A request for a warrant of prohibitory injection against the government was filed by the NGO on Monday morning. With Malta’s spring hunting season opened on Sunday morning, the hunting for turtle doves is set to kick off between April 17th and 30th with a national bag limit of 1,500 birds.
The moratorium on the hunting of the turtle dove, which was in place since 2017, was lifted by the ORNIS Committee last month. BirdLife said that it is requesting judicial assessment on how 2022’s spring hunting season was permitted.
Addressing a press conference outside the law courts in Valletta, BirdLife Malta president Darryl Grima said that the legal notice permitting this year’s spring hunting season for the turtle dove went against the European Birds Directive.
This directive supposedly supersedes any local law, with Grima saying that Maltese courts have the authority and responsibility to decide on any local actions which could breach European directives.

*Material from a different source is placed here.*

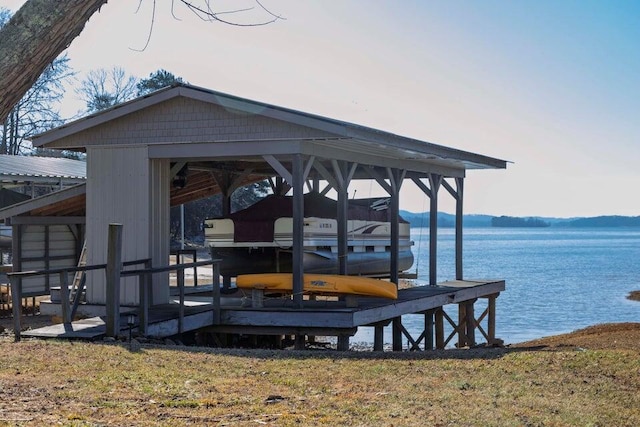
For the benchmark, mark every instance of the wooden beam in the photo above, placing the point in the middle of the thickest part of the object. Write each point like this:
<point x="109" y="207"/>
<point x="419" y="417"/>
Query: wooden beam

The ORNIS committee was described by BirdLife CEO Mark Sultana as acting like a government puppet. He said that hunters do not care about a declining species, pointing out that turtle dove has been classed as vulnerable by the International Union for the Conservation of Nature.
BirdLife’s head of conservation Nicholas Barbara highlighted how an EU Task force met on March 18th and advised a zero take approach to turtle doves in 2022. Barbara said the government tis failing its obligations to protect the species as well as ignoring the advice of international experts.